EVALUATION. D'après la Cour des comptes, le programme du "Balardgone", dans le quinzième arrondissement de Paris, a été dans l'ensemble bien conduit, malgré un coût qui a dérapé de plus de 20%.

Le regroupement à Balard, dans le sud de Paris, de l'ensemble des états-majors et des organismes centraux du ministère des Armées a été "bien conduit dans l'ensemble" même s'il n'a pas généré toutes les économies escomptées, salue la Cour des comptes dans un rapport publié mercredi 7 février 2018.

 

Ce vaste projet, décidé en 2007 et finalisé en 2016-2017, a permis de rassembler sur un même site 9.500 agents du ministère des Armées, jusque là localisés sur 12 implantations différentes. L'opération, dans le cadre d'un partenariat public-privé (PPP) de 30 ans, "a été correctement préparée et conduite de telle manière que la définition des besoins, le choix du titulaire, la négociation financière et le pilotage de la réalisation des ouvrages donnent matière à satisfaction", note la Cour, même si la procédure "ne s'est pas déroulée sans dysfonctionnements".

 

Un dérapage de 948 millions d'euros

 

Par ailleurs, les différentes phases de regroupement des services à Balard "sont considérées comme une réussite opérationnelle par le ministère des Armées", qui a "pu maintenir à tout moment ses capacités alors même que ses principaux centres de commandement étaient totalement renouvelés", fait valoir le rapport.

 

Le projet Balard "ne respecte toutefois pas sa feuille de route financière", déplore la Cour, qui constate que "des crédits supplémentaires ont été nécessaires" (948 millions, soit 22% du coût global) car les économies réalisées via ce regroupement "se sont révélées inférieures à celles qui étaient prévues". Ainsi la redevance annuelle moyenne du site s'élève à 143 millions d'euros par an, alors que le ministère a dégagé des économies internes estimées à 110 millions par an.

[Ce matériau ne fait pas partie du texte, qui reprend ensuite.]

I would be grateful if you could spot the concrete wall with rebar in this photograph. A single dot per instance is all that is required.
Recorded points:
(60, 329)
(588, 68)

La question du pilotage du PPP par le ministère des Armées

 

A la décharge du ministère, deux de ses sites parisiens (Ilot Saint Germain et Hôtel de la Marine), dont la cession était envisagée pour plusieurs centaines de millions d'euros, n'ont finalement pas été vendus, note la Cour. Au total, le coût global du projet est estimé à 5,8 milliards d'euros. Aujourd'hui, le principal risque porte sur "l'avenir du pilotage du contrat de partenariat par le ministère des Armées", prévient la Cour, qui déplore que l'administration "tende aujourd'hui à effectuer une série de contrôles qui devraient relever de l'opérateur" privé, le groupement Opale (principalement constitué des sociétés Bouygues, Thales et Sodexo).

 

La rapport suggère notamment au ministère de "demander à Opale de mieux exercer son contrôle de terrain" et de "mettre en place une cellule de pilotage de haut niveau en mesure d'orienter et de contrôler l'action des différents intervenants".